Ryu was one of over a dozen candidates to replace Councilmember Tom LaBonge, who was term limited. Ryu and Carolyn Ramsay advanced past the March 2015 primary. Ryu defeated Ramsay in the general election, on May 19, 2015. He was ceremonially sworn in on June 29, 2015, and took office on July 1.

In January 2020, Ryu was appointed Assistant City Council President Pro Tempore, becoming the first Asian American to serve on Los Angeles City Council leadership.

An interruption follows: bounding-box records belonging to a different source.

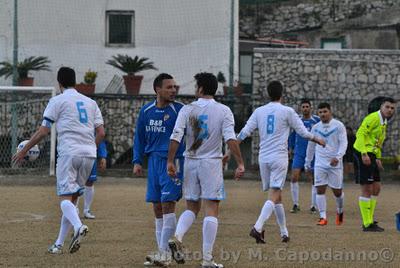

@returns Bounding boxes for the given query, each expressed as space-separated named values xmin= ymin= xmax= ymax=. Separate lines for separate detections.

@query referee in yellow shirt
xmin=354 ymin=98 xmax=396 ymax=232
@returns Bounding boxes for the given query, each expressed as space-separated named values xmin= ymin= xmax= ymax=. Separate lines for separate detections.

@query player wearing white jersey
xmin=238 ymin=81 xmax=323 ymax=244
xmin=167 ymin=73 xmax=244 ymax=267
xmin=13 ymin=67 xmax=105 ymax=254
xmin=305 ymin=103 xmax=347 ymax=226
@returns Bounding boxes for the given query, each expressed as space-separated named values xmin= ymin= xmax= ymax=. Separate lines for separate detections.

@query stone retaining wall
xmin=252 ymin=48 xmax=400 ymax=164
xmin=239 ymin=0 xmax=400 ymax=38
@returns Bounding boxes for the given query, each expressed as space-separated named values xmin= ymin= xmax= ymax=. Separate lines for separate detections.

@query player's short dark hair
xmin=382 ymin=97 xmax=396 ymax=104
xmin=267 ymin=81 xmax=283 ymax=101
xmin=318 ymin=102 xmax=331 ymax=111
xmin=194 ymin=72 xmax=218 ymax=96
xmin=300 ymin=98 xmax=311 ymax=106
xmin=153 ymin=73 xmax=174 ymax=91
xmin=57 ymin=67 xmax=76 ymax=88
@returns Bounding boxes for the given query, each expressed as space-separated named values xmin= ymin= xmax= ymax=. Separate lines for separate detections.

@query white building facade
xmin=0 ymin=0 xmax=238 ymax=94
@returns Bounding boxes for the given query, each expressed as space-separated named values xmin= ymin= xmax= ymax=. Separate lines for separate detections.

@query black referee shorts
xmin=354 ymin=150 xmax=381 ymax=185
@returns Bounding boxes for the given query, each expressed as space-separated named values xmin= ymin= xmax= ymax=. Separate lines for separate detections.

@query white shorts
xmin=314 ymin=167 xmax=343 ymax=189
xmin=183 ymin=158 xmax=225 ymax=201
xmin=56 ymin=156 xmax=96 ymax=195
xmin=259 ymin=160 xmax=289 ymax=191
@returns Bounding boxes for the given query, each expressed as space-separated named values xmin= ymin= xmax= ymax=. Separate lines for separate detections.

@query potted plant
xmin=233 ymin=80 xmax=243 ymax=97
xmin=217 ymin=71 xmax=228 ymax=96
xmin=75 ymin=69 xmax=97 ymax=95
xmin=0 ymin=56 xmax=50 ymax=86
xmin=106 ymin=54 xmax=157 ymax=95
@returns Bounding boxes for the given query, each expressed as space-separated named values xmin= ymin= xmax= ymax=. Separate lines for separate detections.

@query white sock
xmin=311 ymin=185 xmax=317 ymax=207
xmin=83 ymin=186 xmax=94 ymax=212
xmin=160 ymin=213 xmax=176 ymax=252
xmin=175 ymin=210 xmax=196 ymax=242
xmin=290 ymin=182 xmax=299 ymax=205
xmin=275 ymin=203 xmax=289 ymax=236
xmin=60 ymin=200 xmax=82 ymax=233
xmin=203 ymin=216 xmax=218 ymax=261
xmin=336 ymin=192 xmax=344 ymax=214
xmin=55 ymin=215 xmax=72 ymax=246
xmin=317 ymin=194 xmax=326 ymax=219
xmin=155 ymin=218 xmax=163 ymax=249
xmin=254 ymin=200 xmax=275 ymax=233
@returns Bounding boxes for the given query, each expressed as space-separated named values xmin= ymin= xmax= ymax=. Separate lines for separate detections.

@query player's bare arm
xmin=226 ymin=140 xmax=244 ymax=180
xmin=376 ymin=159 xmax=384 ymax=170
xmin=96 ymin=125 xmax=106 ymax=146
xmin=12 ymin=126 xmax=50 ymax=164
xmin=167 ymin=140 xmax=179 ymax=178
xmin=310 ymin=137 xmax=326 ymax=147
xmin=99 ymin=158 xmax=107 ymax=172
xmin=330 ymin=158 xmax=339 ymax=167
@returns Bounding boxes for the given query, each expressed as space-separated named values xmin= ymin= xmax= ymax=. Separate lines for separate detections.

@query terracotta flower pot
xmin=18 ymin=77 xmax=33 ymax=87
xmin=75 ymin=83 xmax=96 ymax=96
xmin=223 ymin=85 xmax=243 ymax=97
xmin=123 ymin=75 xmax=143 ymax=95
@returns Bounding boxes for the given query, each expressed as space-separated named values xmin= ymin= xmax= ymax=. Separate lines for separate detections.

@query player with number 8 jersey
xmin=238 ymin=81 xmax=323 ymax=243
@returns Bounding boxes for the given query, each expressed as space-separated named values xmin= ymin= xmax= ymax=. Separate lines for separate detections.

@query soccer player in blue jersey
xmin=83 ymin=141 xmax=107 ymax=219
xmin=133 ymin=73 xmax=185 ymax=266
xmin=289 ymin=99 xmax=320 ymax=213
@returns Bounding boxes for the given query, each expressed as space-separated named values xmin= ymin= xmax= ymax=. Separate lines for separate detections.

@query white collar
xmin=378 ymin=110 xmax=387 ymax=125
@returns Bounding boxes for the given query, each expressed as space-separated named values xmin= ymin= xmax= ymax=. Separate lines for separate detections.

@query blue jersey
xmin=132 ymin=101 xmax=185 ymax=165
xmin=97 ymin=140 xmax=107 ymax=158
xmin=289 ymin=115 xmax=320 ymax=158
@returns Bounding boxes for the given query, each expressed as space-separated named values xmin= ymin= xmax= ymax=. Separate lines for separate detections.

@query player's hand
xmin=288 ymin=149 xmax=293 ymax=160
xmin=11 ymin=150 xmax=26 ymax=167
xmin=98 ymin=158 xmax=107 ymax=172
xmin=312 ymin=137 xmax=326 ymax=147
xmin=222 ymin=153 xmax=231 ymax=168
xmin=167 ymin=162 xmax=176 ymax=178
xmin=376 ymin=159 xmax=385 ymax=170
xmin=235 ymin=165 xmax=244 ymax=180
xmin=133 ymin=164 xmax=143 ymax=177
xmin=361 ymin=154 xmax=372 ymax=166
xmin=304 ymin=164 xmax=311 ymax=172
xmin=331 ymin=158 xmax=339 ymax=167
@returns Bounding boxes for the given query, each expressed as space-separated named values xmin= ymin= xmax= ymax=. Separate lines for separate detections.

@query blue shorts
xmin=292 ymin=154 xmax=315 ymax=171
xmin=146 ymin=153 xmax=184 ymax=203
xmin=88 ymin=160 xmax=97 ymax=182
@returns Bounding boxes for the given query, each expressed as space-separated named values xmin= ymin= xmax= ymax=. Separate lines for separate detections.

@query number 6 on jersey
xmin=76 ymin=101 xmax=88 ymax=124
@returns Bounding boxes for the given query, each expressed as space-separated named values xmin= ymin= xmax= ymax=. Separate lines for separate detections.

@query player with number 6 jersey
xmin=13 ymin=67 xmax=105 ymax=254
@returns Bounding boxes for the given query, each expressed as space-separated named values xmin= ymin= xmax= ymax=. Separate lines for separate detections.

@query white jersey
xmin=43 ymin=88 xmax=103 ymax=157
xmin=305 ymin=119 xmax=347 ymax=168
xmin=171 ymin=98 xmax=236 ymax=159
xmin=238 ymin=102 xmax=313 ymax=163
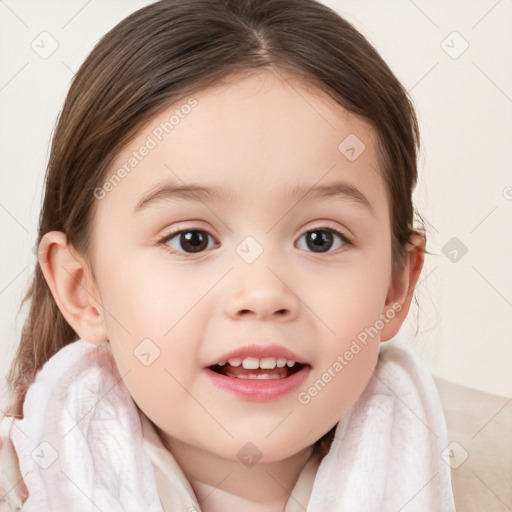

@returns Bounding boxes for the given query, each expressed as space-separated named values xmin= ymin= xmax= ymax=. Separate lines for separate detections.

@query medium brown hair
xmin=7 ymin=0 xmax=424 ymax=456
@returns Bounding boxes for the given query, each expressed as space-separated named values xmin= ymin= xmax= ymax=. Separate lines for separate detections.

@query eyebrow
xmin=133 ymin=181 xmax=375 ymax=216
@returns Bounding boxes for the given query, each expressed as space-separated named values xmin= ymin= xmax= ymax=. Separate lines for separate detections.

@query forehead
xmin=95 ymin=66 xmax=387 ymax=220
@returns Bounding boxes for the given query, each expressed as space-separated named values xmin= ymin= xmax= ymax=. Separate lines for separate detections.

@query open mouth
xmin=208 ymin=357 xmax=307 ymax=380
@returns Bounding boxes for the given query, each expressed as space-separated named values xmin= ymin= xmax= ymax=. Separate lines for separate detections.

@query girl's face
xmin=93 ymin=71 xmax=400 ymax=461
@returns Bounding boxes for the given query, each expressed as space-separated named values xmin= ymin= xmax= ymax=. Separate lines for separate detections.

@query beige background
xmin=0 ymin=0 xmax=512 ymax=407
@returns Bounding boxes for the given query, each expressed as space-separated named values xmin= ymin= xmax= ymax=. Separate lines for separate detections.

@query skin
xmin=39 ymin=70 xmax=424 ymax=512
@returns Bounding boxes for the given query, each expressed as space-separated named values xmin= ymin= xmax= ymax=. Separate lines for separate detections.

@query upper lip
xmin=206 ymin=343 xmax=308 ymax=367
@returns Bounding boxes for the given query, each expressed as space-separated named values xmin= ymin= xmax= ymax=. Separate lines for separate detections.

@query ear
xmin=38 ymin=231 xmax=107 ymax=344
xmin=380 ymin=233 xmax=426 ymax=341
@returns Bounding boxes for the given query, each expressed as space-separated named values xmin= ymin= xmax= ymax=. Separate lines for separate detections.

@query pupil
xmin=307 ymin=230 xmax=332 ymax=252
xmin=180 ymin=231 xmax=208 ymax=252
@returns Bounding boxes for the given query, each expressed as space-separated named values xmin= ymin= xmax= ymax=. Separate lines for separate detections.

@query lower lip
xmin=204 ymin=365 xmax=311 ymax=402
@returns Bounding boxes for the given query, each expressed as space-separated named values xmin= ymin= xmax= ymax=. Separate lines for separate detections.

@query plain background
xmin=0 ymin=0 xmax=512 ymax=406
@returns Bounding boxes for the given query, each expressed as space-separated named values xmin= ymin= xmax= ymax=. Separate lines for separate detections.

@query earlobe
xmin=380 ymin=234 xmax=426 ymax=341
xmin=38 ymin=231 xmax=107 ymax=344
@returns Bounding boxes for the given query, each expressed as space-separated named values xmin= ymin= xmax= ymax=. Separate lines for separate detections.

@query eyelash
xmin=157 ymin=226 xmax=355 ymax=258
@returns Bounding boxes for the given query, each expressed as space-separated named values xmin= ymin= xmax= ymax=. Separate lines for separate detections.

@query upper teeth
xmin=217 ymin=357 xmax=295 ymax=370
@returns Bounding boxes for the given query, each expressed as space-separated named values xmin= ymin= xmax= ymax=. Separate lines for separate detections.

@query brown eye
xmin=161 ymin=229 xmax=213 ymax=254
xmin=301 ymin=227 xmax=351 ymax=253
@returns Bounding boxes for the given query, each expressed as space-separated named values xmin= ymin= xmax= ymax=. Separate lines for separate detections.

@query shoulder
xmin=433 ymin=375 xmax=512 ymax=512
xmin=0 ymin=416 xmax=28 ymax=512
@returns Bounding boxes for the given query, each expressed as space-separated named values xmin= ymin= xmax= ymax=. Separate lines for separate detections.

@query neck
xmin=160 ymin=438 xmax=313 ymax=512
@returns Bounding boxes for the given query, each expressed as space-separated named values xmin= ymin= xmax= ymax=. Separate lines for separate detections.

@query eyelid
xmin=157 ymin=223 xmax=356 ymax=259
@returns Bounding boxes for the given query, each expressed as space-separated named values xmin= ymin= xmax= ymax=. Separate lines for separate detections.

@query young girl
xmin=0 ymin=0 xmax=455 ymax=512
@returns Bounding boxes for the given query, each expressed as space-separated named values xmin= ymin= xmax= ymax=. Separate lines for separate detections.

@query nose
xmin=225 ymin=257 xmax=301 ymax=321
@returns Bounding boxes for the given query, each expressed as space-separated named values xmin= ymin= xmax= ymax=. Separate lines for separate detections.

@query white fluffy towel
xmin=4 ymin=340 xmax=455 ymax=512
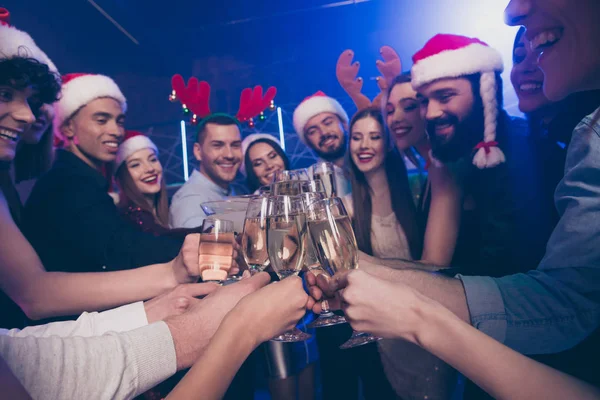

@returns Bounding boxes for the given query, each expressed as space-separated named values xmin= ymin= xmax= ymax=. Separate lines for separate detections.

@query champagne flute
xmin=198 ymin=218 xmax=235 ymax=284
xmin=312 ymin=161 xmax=337 ymax=197
xmin=267 ymin=196 xmax=311 ymax=342
xmin=242 ymin=196 xmax=270 ymax=275
xmin=308 ymin=198 xmax=381 ymax=349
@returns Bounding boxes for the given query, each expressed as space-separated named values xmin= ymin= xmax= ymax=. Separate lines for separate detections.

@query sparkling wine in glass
xmin=242 ymin=196 xmax=270 ymax=274
xmin=267 ymin=196 xmax=311 ymax=342
xmin=307 ymin=198 xmax=381 ymax=349
xmin=198 ymin=218 xmax=235 ymax=283
xmin=312 ymin=161 xmax=337 ymax=197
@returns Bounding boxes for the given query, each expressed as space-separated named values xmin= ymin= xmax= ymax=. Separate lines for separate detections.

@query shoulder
xmin=575 ymin=108 xmax=600 ymax=137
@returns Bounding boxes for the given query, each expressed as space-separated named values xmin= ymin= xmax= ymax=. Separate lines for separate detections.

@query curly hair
xmin=0 ymin=57 xmax=61 ymax=106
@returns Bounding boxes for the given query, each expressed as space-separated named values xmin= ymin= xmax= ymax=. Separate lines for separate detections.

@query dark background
xmin=2 ymin=0 xmax=518 ymax=187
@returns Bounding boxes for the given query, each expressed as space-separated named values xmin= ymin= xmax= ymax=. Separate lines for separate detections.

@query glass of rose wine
xmin=198 ymin=218 xmax=235 ymax=284
xmin=267 ymin=196 xmax=311 ymax=342
xmin=307 ymin=198 xmax=381 ymax=349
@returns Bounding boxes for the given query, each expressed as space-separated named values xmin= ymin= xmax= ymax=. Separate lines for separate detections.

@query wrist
xmin=164 ymin=258 xmax=179 ymax=290
xmin=413 ymin=296 xmax=455 ymax=351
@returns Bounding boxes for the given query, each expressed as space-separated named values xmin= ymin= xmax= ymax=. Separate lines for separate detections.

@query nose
xmin=504 ymin=0 xmax=535 ymax=26
xmin=360 ymin=137 xmax=371 ymax=150
xmin=425 ymin=101 xmax=444 ymax=121
xmin=11 ymin=100 xmax=35 ymax=125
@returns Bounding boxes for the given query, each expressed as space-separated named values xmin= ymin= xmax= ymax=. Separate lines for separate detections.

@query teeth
xmin=519 ymin=83 xmax=542 ymax=92
xmin=0 ymin=129 xmax=19 ymax=140
xmin=531 ymin=31 xmax=560 ymax=50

In the March 3, 2020 primary, Ryu faced urban planner Nithya Raman and screenwriter Sarah Kate Levy. Ryu received 32,298 votes (44.4%), Raman received 31,502 votes (40.8%), and Sarah Kate Levy received 10,860 votes (14.1%). Because no candidate received over 50 percent of the vote, Raman and Ryu advanced to the runoff election, scheduled for November 3, 2020. In the November 2020 runoff election, Raman defeated Ryu by a 52.87% to 47.13% margin.

====Developer campaign contributions====

In November 2019, the Los Angeles Times reported that despite a campaign pledge not to take money from real estate developers, Ryu's campaign accepted campaign contributions from multiple developers. His campaign later said it would return some of the donations.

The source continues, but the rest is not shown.